A more complex utilisation could be the simulation of the C++ polymorphism, that requires to store the "classes" (structures) hierarchy somewhere to remember what is what, and perform pointer typecasting to have, for instance, a parent "class" pointer variable to point at some time to a derived class (see the C++ link also)
CRectangle rect;
CPolygon *p = (CPolygon *)▭
p->whatami = POLY_RECTANGLE; // a way to simulate polymorphism ...
process_poly ( p );
But in this case, maybe it's better to directly use C++!
Pointer typecast is to be used carefully for well determined situations that are part of the program analysis - before development starts.
Pointer typecast potential dangers
use them when it's not necessary - that is error prone and complexifies the program
pointing to an object of different size that may lead to an access overflow, wrong result...
pointer to two different structures like s1 *p = (s1 *)&s2; : relying on their size and alignment may lead to an error
(But to be fair, a skilled C programmer wouldn't commit the above mistakes...)
Best practice
use them only if you do need them, and comment the part well that explains why it is necessary
know what you are doing - again a skilled programmer may use tons of pointer typecasts without fail, i.e. don't try and see, it may work on such system / version / OS, and may not work on another one
In plain C you can cast any pointer type to any other pointer type. If you cast a pointer to or from an uncompatible type, and incorrectly write the memory, you may get a segmentation fault or unexpected results from your application.
Here is a sample code of casting structure pointers:
struct Entity {
int type;
}
struct DetailedEntity1 {
int type;
short val1;
}
struct DetailedEntity2 {
int type;
long val;
long val2;
}
// random code:
struct Entity* ent = (struct Entity*)ptr;
//bad:
struct DetailedEntity1* ent1 = (struct DetailedEntity1*)ent;
int a = ent->val; // may be an error here, invalid read
ent->val = 117; // possible invali write
//OK:
if (ent->type == DETAILED_ENTITY_1) {
((struct DetailedEntity1*)ent)->val1;
} else if (ent->type == DETAILED_ENTITY_2) {
((struct DetailedEntity2*)ent)->val2;
}
As for function pointers - you should always use functions which exactly fit the declaration. Otherwise you may get unexpected results or segfaults.
When casting from pointer to pointer (structure or not) you must ensure that the memory is aligned in the exact same way. When casting entire structures the best way to ensure it is to use the same order of the same variables at the start, and differentiating structures only after the "common header". Also remember, that memory alignment may differ from machine to machine, so you can't just send a struct pointer as a byte array and receive it as byte array. You may experience unexpected behaviour or even segfaults.

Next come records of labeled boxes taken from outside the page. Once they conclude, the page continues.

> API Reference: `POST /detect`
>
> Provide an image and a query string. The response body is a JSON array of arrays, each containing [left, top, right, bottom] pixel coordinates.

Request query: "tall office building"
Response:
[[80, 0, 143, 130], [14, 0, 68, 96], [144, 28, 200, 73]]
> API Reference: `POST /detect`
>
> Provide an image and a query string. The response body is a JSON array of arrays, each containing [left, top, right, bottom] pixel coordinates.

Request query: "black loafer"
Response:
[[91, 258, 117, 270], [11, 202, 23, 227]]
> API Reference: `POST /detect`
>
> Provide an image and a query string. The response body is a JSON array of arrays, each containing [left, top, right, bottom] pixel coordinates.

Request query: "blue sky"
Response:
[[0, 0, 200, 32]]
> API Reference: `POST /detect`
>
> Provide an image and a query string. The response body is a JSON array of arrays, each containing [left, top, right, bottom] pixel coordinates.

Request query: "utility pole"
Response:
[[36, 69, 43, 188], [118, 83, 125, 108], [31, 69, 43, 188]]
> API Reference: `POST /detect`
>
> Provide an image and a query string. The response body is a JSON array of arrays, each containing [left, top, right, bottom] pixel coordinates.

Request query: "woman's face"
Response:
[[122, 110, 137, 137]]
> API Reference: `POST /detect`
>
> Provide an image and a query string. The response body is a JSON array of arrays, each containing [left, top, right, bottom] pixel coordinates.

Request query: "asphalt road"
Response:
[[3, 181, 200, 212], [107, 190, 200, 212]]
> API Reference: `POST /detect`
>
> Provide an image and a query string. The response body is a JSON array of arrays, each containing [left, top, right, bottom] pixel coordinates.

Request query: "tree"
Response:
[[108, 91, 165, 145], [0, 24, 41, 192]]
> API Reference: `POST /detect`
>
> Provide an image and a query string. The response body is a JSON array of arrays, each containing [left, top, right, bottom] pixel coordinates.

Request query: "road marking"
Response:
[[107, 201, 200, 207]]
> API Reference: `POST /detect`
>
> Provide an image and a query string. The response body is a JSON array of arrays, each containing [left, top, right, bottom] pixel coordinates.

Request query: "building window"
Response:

When casting smaller to larger variable pointers, you must be very careful. Consider this code:
char* ptr = malloc (16);
ptr++;
uint64_t* uintPtr = ptr; // may cause an error, memory is not properly aligned
And also, there is the strict aliasing rule that you should follow.
You probably need a look at ... the C-faq maintained by Steve Summit (which used to be posted in the newsgroups, which means it was read and updated by a lot of the best programmers at the time, sometimes the conceptors of the langage itself).
There is an abridged version too, which is maybe more palatable and still very, very, very, very useful. Reading the whole abridged is, I believe, mandatory if you use C.